Google's Solution: Penguin
To combat the rise of automated backlink building, Google's algorithm update, code named “Penguin” or simply called the “over optimization” update, was devised. This update allowed Google to focus more on the quality of backlinks, and discouraged using any kind of automatic backlink builder software.
Penguin has forced many search engine marketing pros to learn how to build backlinks the old fashioned way, because now, if the algorithm detects unnatural optimization, it decreases your search rankings. Websites that had been on top with old backlink building strategies now saw little or no traffic.
Penguin works in part by assessing the quality of your backlink building by looking at the PageRank (Google's perceived authority measure) of the websites doing the backlinking. If you've only been backlinked by very low quality websites, Penguin may affect your website and you may have to learn how to build backlinks all over again.
How to Build Backlinks Post-Penguin
Because Penguin has made it so much more difficult to do automated backlink building, you may need some quick tips about building backlinks from scratch. If your website has been affected by Penguin already, you may first need to ask webmasters to remove the links that were made by your automated backlink builder.
Once you've had the offending links removed, you can work on how to build backlinks for your new, post-Penguin website. The key is quality: you want to do backlink building with as many high PageRank websites as possible.
Another thing you'll need to learn before becoming your law firm's post Penguin backlink builder is how to vary your anchor text. That's the text of the link itself, and if it's always the same, Google Penguin recognizes that as a sign of potential automated backlink building.

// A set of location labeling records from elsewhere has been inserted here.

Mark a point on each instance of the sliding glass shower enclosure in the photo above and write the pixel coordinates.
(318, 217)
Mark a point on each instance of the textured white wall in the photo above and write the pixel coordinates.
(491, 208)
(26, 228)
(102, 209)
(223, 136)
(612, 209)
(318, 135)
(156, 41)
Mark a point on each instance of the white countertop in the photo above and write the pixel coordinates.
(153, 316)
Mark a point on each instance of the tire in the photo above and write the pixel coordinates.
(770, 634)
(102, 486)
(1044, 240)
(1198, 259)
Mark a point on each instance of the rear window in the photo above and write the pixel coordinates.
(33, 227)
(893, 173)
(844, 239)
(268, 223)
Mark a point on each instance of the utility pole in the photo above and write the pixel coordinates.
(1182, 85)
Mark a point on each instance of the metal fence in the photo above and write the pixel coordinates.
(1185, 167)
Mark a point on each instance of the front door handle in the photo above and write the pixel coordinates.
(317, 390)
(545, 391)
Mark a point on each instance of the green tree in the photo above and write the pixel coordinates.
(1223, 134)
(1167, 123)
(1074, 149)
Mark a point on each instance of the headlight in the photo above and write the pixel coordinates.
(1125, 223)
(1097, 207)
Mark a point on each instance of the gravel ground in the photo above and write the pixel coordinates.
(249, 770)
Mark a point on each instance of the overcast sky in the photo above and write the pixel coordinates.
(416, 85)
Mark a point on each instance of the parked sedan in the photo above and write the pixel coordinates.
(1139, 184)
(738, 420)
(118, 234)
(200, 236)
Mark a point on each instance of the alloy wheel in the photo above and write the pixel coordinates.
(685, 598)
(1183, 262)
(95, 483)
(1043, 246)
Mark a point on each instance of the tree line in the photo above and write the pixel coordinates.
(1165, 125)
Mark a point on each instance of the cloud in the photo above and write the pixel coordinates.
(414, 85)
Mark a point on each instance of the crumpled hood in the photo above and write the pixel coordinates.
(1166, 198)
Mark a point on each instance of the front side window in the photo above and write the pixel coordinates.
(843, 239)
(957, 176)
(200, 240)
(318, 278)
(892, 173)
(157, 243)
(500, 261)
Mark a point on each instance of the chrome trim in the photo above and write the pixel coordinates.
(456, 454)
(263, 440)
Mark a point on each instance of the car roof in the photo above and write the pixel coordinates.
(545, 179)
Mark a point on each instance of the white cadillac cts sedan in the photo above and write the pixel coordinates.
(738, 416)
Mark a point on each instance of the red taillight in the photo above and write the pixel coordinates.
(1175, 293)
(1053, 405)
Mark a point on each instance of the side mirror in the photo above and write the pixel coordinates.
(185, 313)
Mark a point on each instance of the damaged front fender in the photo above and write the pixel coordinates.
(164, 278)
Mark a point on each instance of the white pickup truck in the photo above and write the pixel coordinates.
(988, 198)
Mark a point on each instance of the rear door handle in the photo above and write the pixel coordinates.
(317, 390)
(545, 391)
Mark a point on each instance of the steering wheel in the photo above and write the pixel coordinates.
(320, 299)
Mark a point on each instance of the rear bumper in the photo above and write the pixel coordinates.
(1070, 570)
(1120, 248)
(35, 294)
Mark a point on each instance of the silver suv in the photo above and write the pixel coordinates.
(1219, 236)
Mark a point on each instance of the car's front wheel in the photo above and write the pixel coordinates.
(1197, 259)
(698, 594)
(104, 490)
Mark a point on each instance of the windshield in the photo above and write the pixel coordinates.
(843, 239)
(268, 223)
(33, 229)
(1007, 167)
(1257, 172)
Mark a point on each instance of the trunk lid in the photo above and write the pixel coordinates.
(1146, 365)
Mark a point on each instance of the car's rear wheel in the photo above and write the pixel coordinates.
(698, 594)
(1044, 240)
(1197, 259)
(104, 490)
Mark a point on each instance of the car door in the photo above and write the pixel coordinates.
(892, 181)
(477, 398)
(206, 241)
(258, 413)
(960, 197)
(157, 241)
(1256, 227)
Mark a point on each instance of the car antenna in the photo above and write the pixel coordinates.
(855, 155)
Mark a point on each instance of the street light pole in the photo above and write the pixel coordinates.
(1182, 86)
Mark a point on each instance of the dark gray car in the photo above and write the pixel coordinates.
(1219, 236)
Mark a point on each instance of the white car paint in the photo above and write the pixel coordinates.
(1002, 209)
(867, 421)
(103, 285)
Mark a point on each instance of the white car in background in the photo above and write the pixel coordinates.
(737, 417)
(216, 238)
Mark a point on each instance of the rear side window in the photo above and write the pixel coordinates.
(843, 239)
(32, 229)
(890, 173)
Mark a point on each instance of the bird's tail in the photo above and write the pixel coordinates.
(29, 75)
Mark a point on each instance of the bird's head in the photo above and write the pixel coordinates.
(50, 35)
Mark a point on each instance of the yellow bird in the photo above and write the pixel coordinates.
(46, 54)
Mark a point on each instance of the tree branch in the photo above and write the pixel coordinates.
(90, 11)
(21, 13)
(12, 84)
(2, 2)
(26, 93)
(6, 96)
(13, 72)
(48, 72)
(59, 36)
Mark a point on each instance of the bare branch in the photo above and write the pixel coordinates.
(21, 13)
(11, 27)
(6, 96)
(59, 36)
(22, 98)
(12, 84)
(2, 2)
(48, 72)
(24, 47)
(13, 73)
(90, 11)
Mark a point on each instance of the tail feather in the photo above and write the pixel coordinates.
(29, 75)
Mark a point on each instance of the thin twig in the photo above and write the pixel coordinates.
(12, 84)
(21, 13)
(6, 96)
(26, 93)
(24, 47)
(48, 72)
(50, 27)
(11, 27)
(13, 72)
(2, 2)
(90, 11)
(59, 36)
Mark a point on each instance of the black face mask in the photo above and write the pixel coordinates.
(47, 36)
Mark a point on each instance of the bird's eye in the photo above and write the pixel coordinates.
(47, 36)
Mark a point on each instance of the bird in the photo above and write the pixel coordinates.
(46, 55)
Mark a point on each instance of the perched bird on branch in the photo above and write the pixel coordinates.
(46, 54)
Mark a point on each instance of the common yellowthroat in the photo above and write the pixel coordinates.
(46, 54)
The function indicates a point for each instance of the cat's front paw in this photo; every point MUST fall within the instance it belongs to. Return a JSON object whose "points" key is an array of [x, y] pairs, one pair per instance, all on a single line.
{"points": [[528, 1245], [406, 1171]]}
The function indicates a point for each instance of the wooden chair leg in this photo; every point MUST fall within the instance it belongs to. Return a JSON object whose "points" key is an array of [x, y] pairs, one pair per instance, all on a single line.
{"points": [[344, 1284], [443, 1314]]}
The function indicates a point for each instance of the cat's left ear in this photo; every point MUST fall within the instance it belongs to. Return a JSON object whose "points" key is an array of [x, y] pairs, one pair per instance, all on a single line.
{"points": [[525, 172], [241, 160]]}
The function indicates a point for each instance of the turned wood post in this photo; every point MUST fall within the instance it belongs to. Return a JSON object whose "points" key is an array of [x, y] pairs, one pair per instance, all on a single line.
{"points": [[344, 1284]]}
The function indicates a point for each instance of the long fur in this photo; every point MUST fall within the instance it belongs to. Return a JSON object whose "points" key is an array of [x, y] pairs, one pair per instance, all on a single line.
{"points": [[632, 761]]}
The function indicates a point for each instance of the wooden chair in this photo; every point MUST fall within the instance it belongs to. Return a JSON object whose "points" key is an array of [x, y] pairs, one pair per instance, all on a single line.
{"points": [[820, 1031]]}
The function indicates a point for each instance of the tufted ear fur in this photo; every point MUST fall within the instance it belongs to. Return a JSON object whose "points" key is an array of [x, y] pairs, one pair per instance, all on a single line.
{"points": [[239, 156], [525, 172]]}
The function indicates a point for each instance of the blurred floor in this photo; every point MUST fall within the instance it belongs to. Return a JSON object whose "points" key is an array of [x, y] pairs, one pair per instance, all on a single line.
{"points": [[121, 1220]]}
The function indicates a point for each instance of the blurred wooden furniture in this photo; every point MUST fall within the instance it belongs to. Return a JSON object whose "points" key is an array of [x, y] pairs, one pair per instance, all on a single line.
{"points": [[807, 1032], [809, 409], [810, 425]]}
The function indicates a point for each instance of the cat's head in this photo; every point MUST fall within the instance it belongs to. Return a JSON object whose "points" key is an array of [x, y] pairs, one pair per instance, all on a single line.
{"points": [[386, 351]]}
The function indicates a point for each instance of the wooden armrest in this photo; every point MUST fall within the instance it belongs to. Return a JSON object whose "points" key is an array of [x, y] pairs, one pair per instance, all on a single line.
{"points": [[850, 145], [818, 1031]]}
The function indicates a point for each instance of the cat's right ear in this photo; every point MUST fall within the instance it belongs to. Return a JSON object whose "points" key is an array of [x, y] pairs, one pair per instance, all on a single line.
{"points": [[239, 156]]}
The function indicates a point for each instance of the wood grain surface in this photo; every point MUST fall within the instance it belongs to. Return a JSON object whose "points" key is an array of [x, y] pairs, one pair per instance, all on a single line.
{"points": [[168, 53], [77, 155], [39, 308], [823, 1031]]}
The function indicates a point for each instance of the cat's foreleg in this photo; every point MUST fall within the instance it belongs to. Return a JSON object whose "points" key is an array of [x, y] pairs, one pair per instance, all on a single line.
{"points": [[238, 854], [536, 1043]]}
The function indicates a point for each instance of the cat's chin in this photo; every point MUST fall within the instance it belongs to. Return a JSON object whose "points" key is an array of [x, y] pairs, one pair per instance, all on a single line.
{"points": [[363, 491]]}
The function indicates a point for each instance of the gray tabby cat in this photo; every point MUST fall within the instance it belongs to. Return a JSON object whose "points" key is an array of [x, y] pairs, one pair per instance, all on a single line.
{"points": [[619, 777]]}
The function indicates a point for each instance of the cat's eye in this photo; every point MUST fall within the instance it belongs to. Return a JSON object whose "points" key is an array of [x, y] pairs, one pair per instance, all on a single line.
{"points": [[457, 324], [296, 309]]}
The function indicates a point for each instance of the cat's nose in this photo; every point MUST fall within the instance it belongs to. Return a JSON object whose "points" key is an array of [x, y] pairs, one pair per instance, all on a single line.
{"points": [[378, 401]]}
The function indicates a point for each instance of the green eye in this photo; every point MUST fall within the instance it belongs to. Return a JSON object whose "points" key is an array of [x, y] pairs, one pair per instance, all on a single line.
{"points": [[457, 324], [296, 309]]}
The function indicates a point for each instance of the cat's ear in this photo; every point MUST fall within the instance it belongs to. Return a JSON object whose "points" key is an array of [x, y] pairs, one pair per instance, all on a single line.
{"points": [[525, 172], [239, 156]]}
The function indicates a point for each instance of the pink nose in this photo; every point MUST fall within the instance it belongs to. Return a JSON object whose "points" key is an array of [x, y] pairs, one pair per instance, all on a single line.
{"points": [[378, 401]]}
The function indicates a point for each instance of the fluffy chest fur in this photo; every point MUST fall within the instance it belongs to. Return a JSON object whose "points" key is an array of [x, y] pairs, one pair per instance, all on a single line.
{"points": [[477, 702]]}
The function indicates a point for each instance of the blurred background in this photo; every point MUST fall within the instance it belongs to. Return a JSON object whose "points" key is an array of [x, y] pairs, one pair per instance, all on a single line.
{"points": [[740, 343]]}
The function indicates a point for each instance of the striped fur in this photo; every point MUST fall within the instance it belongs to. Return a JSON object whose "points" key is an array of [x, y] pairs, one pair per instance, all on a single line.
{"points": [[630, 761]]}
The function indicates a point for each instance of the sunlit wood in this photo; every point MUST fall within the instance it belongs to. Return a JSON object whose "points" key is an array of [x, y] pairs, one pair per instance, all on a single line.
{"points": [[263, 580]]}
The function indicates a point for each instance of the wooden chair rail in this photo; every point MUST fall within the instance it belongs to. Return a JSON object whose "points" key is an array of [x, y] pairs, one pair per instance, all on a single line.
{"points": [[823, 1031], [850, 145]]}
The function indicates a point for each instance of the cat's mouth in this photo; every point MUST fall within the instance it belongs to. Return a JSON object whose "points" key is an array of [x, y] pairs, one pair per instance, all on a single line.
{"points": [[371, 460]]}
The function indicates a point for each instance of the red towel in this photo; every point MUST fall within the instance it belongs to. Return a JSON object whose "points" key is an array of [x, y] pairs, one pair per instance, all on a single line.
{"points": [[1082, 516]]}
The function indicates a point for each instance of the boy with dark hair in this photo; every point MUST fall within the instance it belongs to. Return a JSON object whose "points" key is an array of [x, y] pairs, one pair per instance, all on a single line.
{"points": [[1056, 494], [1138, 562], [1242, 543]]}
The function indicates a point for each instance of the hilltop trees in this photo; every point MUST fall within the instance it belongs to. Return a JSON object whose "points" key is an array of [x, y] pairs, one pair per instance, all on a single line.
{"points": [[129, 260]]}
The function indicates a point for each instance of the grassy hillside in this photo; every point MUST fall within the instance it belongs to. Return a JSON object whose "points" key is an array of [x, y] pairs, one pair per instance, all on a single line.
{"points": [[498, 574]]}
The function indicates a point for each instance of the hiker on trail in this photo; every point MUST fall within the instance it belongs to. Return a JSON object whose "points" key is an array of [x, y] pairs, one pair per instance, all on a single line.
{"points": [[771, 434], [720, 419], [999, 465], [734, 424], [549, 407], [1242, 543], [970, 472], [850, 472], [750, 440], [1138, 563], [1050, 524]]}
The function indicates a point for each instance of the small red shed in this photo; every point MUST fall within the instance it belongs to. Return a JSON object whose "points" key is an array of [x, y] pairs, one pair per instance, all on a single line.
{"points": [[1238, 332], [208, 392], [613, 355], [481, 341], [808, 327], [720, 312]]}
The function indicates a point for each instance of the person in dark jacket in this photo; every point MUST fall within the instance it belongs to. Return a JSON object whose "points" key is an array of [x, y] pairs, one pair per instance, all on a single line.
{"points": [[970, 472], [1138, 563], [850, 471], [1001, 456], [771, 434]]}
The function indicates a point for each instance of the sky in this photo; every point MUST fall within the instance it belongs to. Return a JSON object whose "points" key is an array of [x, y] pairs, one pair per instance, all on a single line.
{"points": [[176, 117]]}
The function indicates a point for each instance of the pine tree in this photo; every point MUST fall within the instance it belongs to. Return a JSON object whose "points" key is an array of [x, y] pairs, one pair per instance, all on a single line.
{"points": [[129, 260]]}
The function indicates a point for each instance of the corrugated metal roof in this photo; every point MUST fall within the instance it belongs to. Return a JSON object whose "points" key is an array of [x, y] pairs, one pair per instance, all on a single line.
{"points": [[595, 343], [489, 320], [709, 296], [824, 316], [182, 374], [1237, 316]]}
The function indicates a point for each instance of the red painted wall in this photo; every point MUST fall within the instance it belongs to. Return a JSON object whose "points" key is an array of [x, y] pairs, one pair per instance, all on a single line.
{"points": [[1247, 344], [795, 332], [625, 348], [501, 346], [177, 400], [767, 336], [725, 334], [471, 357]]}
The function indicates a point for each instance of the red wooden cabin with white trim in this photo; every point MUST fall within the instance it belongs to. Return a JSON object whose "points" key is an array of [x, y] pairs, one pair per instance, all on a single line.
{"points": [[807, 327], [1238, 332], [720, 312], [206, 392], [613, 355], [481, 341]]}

Finding Backlink Building Resources
If you're not going to use an automated backlink builder any more, you need to find new places to put your backlinks. You should start by reading, rather than doing immediate backlink building. Do all of the research you can into how to build backlinks in your niche. There are several other articles on lawfirms.laws.com about building effective backlinks after Google Penguin.
You should also start to form some connections via social networking websites and blogs. Reading Facebook and Twitter feeds, as well as law blogs, can give you some great ideas for creating new quality content to attract new backlinks. Keep in mind that you'll want to focus on relevant, contextual blogs, so that you can build the best quality links possible rather than being caught by Penguin or any future Google algorithm updates.
How to Build Backlinks Organically
Building organic backlinks that will pass muster with any future Google updates doesn't have to be terribly difficult—it's just a bit slower than using automated backlink builder software. That slowness may actually be a blessing, though: Penguin appears to also penalize websites that are seen as building links too quickly for their web traffic levels.
In order to do organic backlink building, you'll need to begin posting to your blog and commenting on other people's blogs. You can also create organic backlinks by entering information pertaining to your law firm on directory websites like Google+ Local, or even local or regional chamber of commerce directories.
You may want to check what your competition is doing. There are a wide variety of tools that allow you to detect backlinks to a website of your choosing. By analyzing where your competitors are putting their backlinks, you can ensure that you are able to have backlinking opportunities in the same or similar places.
In some cases, you may want to outsource your backlink building. If this is the case, make sure that your backlink builder service knows how to build backlinks post-Penguin and has a good track record. You don't want to get hit by the next algorithm update, so make sure that they're posting real, quality content—not just spam.